On my arrival in Spain, I noticed that many local shops featured the words “Frutos Secos”, which, directly translated, means ‘dried fruit’, on their signage. It did make me wonder whether dried fruit was the equivalent of hot cakes in Spain, or why else would a little shop keeper spend his hard earned money on advertising this on his (surely quite expensive) shop sign? Here’s a corner shop close to my house in Toledo:
But my bafflement over dried fruits’ powers of customer attraction isn’t really what I was going to talk about. (Besides, I’ve since figured out that “Frutos Secos” is a generic term for this kind or establishment, to which, in the UK, we’d refer to as a “corner shop”.) So, as I discovered a few months down the line, frutos secos are not what an English (or a German) speaker would naturally assume them to be, i.e. this stuff:
Dried fruit, it turns out, is “fruta deshidratada”, which, at least, is not totally counter-intuitive.
The conundrum was not quite resolved, however. There was yet another twist in store for me.
If frutos secos means nuts, I wondered, I what the hell are “nueces”?? I I took that to signify nuts. Nuez/Nueces sounds just like nut/nuts and Nuss/Nüsse in English and German, respectively.
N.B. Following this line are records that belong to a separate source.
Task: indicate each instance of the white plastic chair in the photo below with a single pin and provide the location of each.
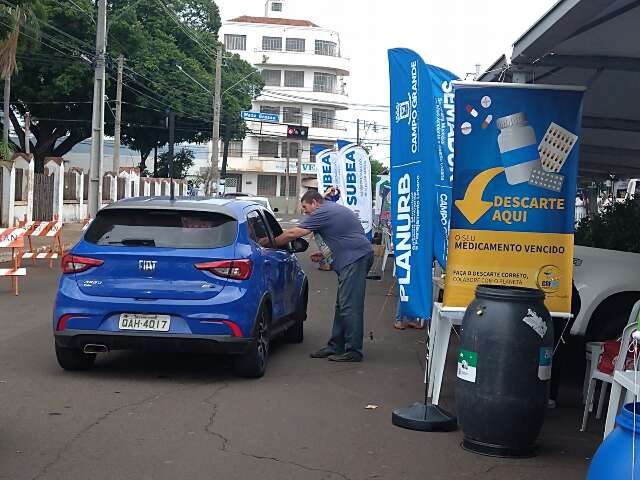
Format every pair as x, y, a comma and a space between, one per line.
606, 379
629, 381
592, 352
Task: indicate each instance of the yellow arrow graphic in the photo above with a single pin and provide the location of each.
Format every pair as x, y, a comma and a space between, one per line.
472, 206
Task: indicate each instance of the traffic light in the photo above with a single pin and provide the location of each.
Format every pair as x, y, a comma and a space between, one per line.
298, 132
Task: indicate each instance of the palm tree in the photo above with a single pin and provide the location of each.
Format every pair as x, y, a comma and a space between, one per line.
18, 14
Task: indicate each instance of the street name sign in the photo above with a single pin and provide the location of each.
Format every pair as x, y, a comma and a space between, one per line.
260, 117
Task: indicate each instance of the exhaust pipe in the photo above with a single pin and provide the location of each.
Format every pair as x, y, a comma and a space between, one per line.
95, 348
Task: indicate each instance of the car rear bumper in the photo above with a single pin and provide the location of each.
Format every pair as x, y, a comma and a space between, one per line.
155, 342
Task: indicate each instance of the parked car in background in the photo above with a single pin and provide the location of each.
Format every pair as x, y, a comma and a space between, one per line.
184, 275
264, 201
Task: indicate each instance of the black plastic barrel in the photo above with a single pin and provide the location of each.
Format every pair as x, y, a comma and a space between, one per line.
504, 368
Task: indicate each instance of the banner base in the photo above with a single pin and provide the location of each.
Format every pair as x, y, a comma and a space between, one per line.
424, 417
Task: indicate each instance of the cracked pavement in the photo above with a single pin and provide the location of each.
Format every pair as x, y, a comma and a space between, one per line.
146, 416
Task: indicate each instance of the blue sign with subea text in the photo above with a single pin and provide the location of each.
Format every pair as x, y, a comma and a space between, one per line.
260, 117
Well, it turns out that nueces, in fact, are walnuts, and not nuts in general. Up to that point, I’d been referring to all kinds of nuts as nueces. Ooops.
As to the difference between fruto and fruta: Fruta is what you will find in a fruit bowl, while fruto is a more general term describing not only nuts and inedible fruits produced by all manner of plants, but also the “fruits” of one’s labours (el fruto de tus labores), the fruit of Mary’s blessed womb aka Jesus (el fruto de tu vientre), etc.
Have you been using a word in another language incorrectly for ages, only to discover much later that it was, in fact, one of those treacherous ‘false friends’?